Man that's a cool boat. Is that the original color and was it restored
Mine was popped of a Master Angler and looks similar. I'd like to see more pictures


----------



## yobata (Jul 14, 2015)

Is that metal/bolt thing under the bow eye a towing eye contraption?


----------



## Zika (Aug 6, 2015)

Nice boat with the Location X backdrop.


----------



## Charles Hertel (Sep 3, 2017)

yobata said:


> Is that metal/bolt thing under the bow eye a towing eye contraption?


Yes, this boat used to be towed through the Bahamas quite frequently a while back.


----------



## Charles Hertel (Sep 3, 2017)

permitchaser said:


> Man that's a cool boat.
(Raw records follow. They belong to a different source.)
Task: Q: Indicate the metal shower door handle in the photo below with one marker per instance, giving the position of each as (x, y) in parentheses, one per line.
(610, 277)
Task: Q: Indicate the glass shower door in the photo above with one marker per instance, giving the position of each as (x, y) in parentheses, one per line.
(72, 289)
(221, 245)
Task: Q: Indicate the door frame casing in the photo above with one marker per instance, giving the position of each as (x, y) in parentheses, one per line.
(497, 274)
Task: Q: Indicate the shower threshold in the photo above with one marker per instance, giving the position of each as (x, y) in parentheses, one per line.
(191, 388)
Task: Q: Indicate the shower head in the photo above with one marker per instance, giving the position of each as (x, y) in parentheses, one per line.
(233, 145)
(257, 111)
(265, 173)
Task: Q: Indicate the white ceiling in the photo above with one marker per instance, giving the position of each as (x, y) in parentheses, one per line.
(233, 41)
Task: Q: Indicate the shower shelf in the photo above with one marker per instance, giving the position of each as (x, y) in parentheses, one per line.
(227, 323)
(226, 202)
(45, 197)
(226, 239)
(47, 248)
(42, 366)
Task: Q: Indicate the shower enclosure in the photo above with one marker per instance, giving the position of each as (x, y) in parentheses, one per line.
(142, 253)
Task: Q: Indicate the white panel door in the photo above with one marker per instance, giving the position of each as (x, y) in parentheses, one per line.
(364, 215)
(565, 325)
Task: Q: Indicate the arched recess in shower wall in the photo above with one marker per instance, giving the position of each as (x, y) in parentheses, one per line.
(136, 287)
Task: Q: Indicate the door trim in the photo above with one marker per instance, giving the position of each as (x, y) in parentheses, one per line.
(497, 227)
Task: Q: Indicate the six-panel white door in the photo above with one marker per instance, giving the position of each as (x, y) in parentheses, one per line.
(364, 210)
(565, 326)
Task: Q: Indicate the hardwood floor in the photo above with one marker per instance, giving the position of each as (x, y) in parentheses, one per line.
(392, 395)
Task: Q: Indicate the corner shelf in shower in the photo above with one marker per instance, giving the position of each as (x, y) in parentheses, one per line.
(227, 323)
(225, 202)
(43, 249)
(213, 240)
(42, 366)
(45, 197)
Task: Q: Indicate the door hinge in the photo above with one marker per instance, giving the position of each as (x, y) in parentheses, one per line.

Is that the original color and was it restored
> Mine was popped of a Master Angler and looks similar. I'd like to see more pictures


Yea it was done a while back. Complete restoration minus a few things


----------



## not2shabby (Sep 14, 2016)

That thing is CLEAN. great restoration project. 

And welcome to microskiff!


----------



## permitchaser (Aug 26, 2013)

That is one beautiful boat. I don't have much access to my wiring but when I restored it we did some on the engine harness. Didn't want to paint it I just kept it with original aqua accents

Got to ask what that metal bracket is for on the bow


----------



## Whiskey Angler (Mar 20, 2015)

Good golly. Awesome restore!!


----------



## yobata (Jul 14, 2015)

permitchaser said:


> Got to ask what that metal bracket is for on the bow


Post #5
https://www.microskiff.com/threads/1996-maverick-master-angler-18-5.47625/#post-379892


----------



## Backwater (Dec 14, 2014)

That was one of my favs!


----------